Il Neolitico Finale delle isole Cicladi è documentato nell’insediamento calcolitico di Kephala sull’isola di Kea. La necropoli di questo sito è composta di 31 tombe rotonde, ovali o approssimativamente rettangolari, costruite con muretti di piccole pietre inclinati verso il centro e, a volte, scavate parzialmente nella roccia. Alcune sepolture sono singole, altre multiple e con i morti spesso sdraiati in posizione fetale. All’interno delle tombe sono state recuperate ceramiche dai colori rosso e bruno e talvolta rosso lucido, giare dal collo largo e strette alla base (al cui interno erano adagiati scheletri di bambini), tazze, una specie di mestolo di forma bizzarra e alcune statuette in terracotta. Siccome questi oggetti, segnatamente la ceramica bruna, hanno mostrato affinità con reperti provenienti da alcuni siti dell’Attica (Atene, Thorikos, Grotta Kitsos) questa cultura che interessa le Cicladi nord-occidentali, viene denominata “Attica-Kephala” ed è fatta risalire al 3300-3200 a.C. (AA.VV. 1993).

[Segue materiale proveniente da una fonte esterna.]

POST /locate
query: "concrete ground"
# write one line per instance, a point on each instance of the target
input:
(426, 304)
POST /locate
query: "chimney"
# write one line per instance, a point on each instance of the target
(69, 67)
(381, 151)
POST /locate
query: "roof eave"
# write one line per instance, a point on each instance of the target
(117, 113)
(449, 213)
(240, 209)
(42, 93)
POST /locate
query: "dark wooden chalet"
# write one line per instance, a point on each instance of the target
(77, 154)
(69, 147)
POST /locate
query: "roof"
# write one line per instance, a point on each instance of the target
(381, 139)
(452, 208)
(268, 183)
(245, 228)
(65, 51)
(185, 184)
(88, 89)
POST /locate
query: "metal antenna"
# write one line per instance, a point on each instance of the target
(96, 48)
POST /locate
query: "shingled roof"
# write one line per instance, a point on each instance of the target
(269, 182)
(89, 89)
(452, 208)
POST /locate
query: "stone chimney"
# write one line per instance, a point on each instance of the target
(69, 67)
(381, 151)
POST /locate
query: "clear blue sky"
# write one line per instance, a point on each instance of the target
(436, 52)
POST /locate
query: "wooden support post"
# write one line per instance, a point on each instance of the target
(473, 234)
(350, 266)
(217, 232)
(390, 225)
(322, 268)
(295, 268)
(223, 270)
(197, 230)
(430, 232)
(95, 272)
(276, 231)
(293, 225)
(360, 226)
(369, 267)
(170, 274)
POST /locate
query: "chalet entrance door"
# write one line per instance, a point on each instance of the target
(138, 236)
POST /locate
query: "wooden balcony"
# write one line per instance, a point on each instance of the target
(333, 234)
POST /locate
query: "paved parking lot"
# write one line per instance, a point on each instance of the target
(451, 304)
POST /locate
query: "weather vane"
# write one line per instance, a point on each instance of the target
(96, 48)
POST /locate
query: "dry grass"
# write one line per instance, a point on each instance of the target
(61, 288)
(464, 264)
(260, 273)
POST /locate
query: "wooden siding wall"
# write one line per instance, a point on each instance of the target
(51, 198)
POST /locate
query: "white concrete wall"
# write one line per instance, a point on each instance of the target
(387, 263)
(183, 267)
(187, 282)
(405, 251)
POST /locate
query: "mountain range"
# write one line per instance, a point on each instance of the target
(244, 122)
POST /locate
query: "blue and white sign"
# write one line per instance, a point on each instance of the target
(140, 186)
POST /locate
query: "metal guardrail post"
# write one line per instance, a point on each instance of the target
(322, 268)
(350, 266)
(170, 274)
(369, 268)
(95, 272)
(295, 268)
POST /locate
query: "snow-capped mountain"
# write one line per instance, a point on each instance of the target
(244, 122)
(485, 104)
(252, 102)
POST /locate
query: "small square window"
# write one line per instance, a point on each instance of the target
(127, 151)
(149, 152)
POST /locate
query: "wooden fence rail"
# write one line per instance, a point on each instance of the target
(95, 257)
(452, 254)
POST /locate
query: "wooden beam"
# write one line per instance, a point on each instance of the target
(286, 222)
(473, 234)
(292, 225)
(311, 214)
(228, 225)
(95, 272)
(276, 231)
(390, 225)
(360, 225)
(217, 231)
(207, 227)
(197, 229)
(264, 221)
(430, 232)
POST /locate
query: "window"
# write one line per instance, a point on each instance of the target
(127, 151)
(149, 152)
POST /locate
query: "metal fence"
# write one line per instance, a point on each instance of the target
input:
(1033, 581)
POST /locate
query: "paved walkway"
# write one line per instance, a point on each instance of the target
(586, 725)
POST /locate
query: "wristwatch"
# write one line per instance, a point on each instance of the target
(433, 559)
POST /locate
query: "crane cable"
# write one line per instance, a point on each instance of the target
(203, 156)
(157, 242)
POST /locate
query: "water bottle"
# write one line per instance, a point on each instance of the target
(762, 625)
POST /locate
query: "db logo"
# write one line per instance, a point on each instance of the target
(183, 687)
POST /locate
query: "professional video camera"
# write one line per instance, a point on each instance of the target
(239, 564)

Le statuette fittili rinvenute nella necropoli di Kephala sono state classificate in tre tipi diversi (Zachos in Papathanassopoulos 1996: 156). Il primo include piccole figure femminili rozzamente modellate, con seni applicati (sch. 12). Il secondo è caratterizzato da piccole teste, di forma triangolare, leggermente inclinate all’indietro dove l’unico dettaglio anatomico indicato è il naso (sch. 13). Al terzo tipo appartiene una statuetta itifallica di fattezze piuttosto grossolane (sch. 14).
Le testine fittili appartenenti al secondo tipo presentano evidenti similarità con quelle del tipo canonico dell’Antico Cicladico II. Non solo, mostrano somiglianze anche con figure in terracotta del Neolitico Finale provenienti dalla Grotta Coricia di Delfi (Zachos in Papathanassopoulos 1996: 157) e con una piccola testa venute alla luce nell’Agorà di Atene (Anderson Immerwahr: pl. 14; sch. 15). Si possono dunque ricondurre ad un repertorio figurativo diffuso nel centro-sud della Grecia, con cui del resto la cultura di Kephala palesa molte altre affinità, che può aver esercitato una influenza, più o meno importante, nella realizzazione delle figurine canoniche (Zachos in Papathanassopoulos 1996: 157).
Sempre al periodo calcolitico appartiene una figura femminile, proveniente dalla grotta di Zas a Naxos, a forma di piccola lastra rettangolare dove i dettagli anatomici sono resi con leggere incisioni. Le mani sono sotto i seni dunque in una posizione molto diffusa nella scultura cicladica (sch. 16).
Al Neolitico Finale è da ricondurre anche un busto in terracotta proveniente da Amorgos (sch. 17).